From a sector point of view, we maintain our balanced approach between Growth and Value styles. In the US, sectors such as Industrials, Financials, Consumer Discretionary and Energy continue to outperform. The cyclicality of these suggest the US economy is not yet in a recessionary environment, although we remain cautious on the outlook given the recent inversion of the yield curve slope.

Fixed Income

We maintain a neutral to slightly underweight exposure to fixed income. Within the asset class, we are roughly overweight in the rates component of the portfolio and underweight in the credit portion. As part of the rates exposure, we are overweight in investment grade, particularly in the 5-year part of the curve, and neutral in the exposure to sovereign bonds for USD portfolios. However, we are underweight in sovereign debt for non-USD portfolios. We maintain an overall portfolio duration around 4 years, in line with the neutral benchmark. Within the credit components, we are neutral on high yield, insurance-linked bonds, convertibles, and EM hard currency.

Alternative Investments

We are reducing our exposure to Alternatives, moving into an underweight position, to partially fund the increase in Equities. This comes as part of a rebalancing to our allocation to the asset class, taking profits from CTA strategies, which have returned close to 30% year-to-date on a relative basis.
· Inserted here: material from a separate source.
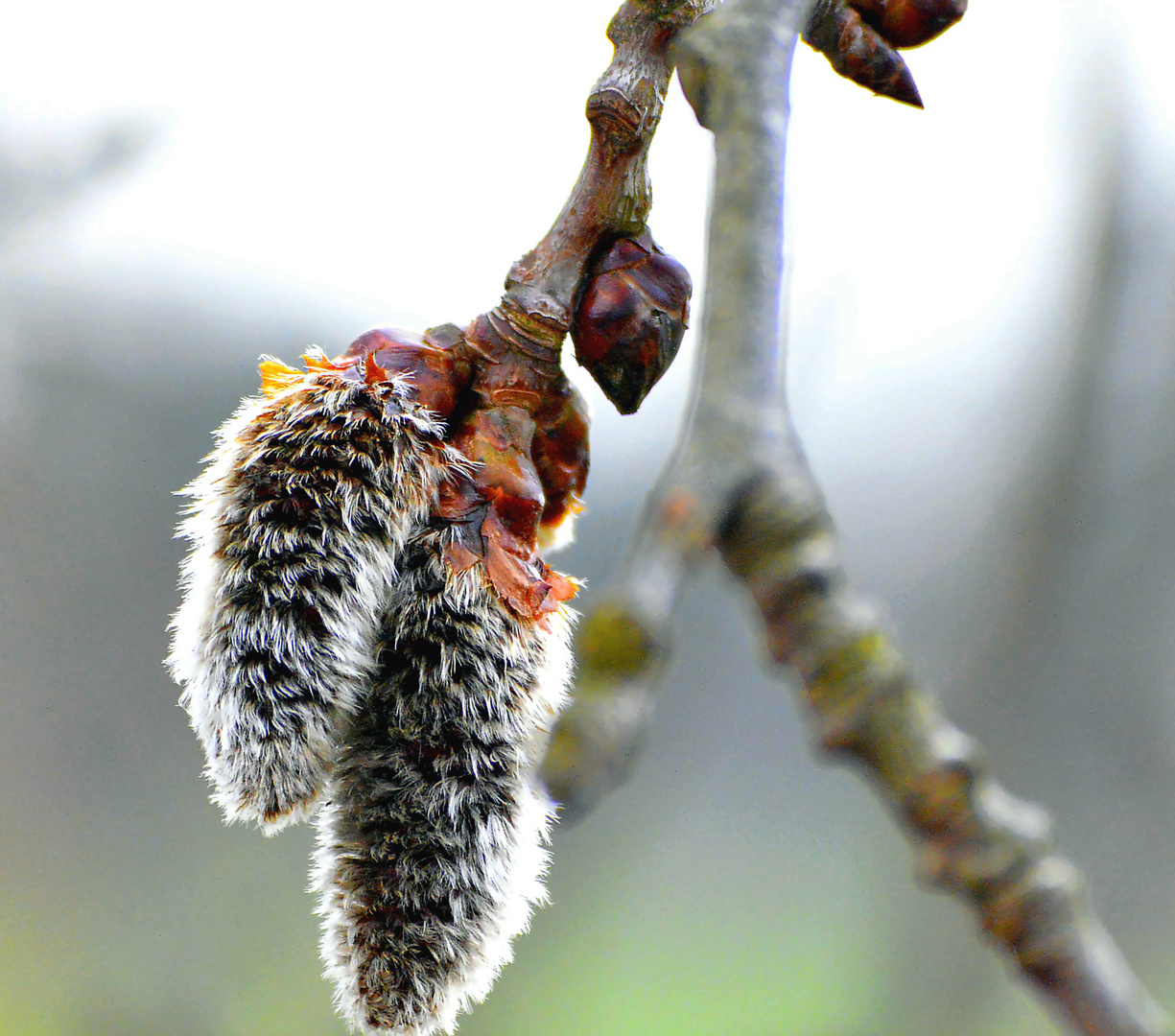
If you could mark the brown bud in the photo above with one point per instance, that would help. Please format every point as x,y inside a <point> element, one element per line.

We remain cautious on commodities given their cyclical nature, consistent with the weakness in the OECD leading indicator. Despite reduction in production from OPEC+ inventory levels are above average for the last two years, which is not supportive of prices. Gold price has declined based on higher bond yields and a stronger US dollar. Weak demand from China for metals such as copper will continue to weigh on prices. However, this could present an opportunity when China lifts Covid-related restrictions.